More funds hit rock-bottom

Another set that hit rock bottom was SBI Funds Management’s Magnum Global (a mid-cap fund) and Emerging Businesses funds. Both were heavily biased towards infrastructure, and were down 43 per cent and 47 per cent, respectively.

Sandeep Sabharwal, CIO (Equities), JM Financial
Sandeep Sabharwal, CIO (Equities), JM Financial
Sanjay Sinha, Chief Investment Officer, SBI Funds Management, explains that the turnout of events defied economic logic. “When the subprime crisis in the US came out in open in January, it was expected that commodity prices will fall due to a slowdown in the US. So, we had built a portfolio around engineering stocks assuming that margins will expand due to a fall in raw material prices.

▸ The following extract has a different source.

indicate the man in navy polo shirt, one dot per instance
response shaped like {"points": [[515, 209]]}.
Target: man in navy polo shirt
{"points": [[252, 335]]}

But commodity prices kept going up, thereby upsetting the earlier calculations,” he says. Sinha has reduced his holdings in infrastructure stocks, but remains bullish on the sector’s prospects.

Other funds are in damagecontrol mode. ABN AMRO Asset Management’s three equity-oriented funds, which figured among the top 20 losers, were overweight on mid-cap stocks in the capital goods sector. K.C. Reddy, Chief Investment Officer, who came on board in June, says that attempts are being made to rebalance the portfolio towards stocks that can perform better in a tough environment.

Reddy’s challenge—and for that matter the challenge for the entire fund manager community— is to find that right basket that can outperform the market.